User:Boris Tsirelson/Sandbox1: Difference between revisions

David Hilbert aimed to find axioms sufficient for all mathematics and to prove their consistency from the assumption that the "finitary arithmetic" (a subsystem of the usual arithmetic of the positive integers, chosen to be philosophically uncontroversial) was consistent. A fatal blow was dealt by the second Gödel's incompleteness theorem. Consistency of a theory cannot be proved by a weaker theory, nor by the same theory. It can be proved by a stronger theory, which does not dispel doubts: if the given theory is inconsistent then the stronger theory, being all the more inconsistent, can prove every claim, be it true or false.

Many mathematicians feel that specialized theories, being more reliable than universal theories, are like watertight compartments.
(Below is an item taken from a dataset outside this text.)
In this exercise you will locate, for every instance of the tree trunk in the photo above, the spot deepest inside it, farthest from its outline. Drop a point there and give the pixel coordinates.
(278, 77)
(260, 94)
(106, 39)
If a contradiction will be found in the used universal theory, specialized theories will separate and wait for a better universal theory.

I have always felt that, if one day someone came up with a contradiction in mathematics, I would just say, "Well, those crazy logicians are at it again," and go about my business as I was going the day before.^[1]

Casacuberta, C & M Castellet, eds. (1992), Mathematical research today and tomorrow: Viewpoints of seven Fields medalists, Lecture Notes in Mathematics, vol. 1525, Springer-Verlag, ISBN 3-540-56011-4.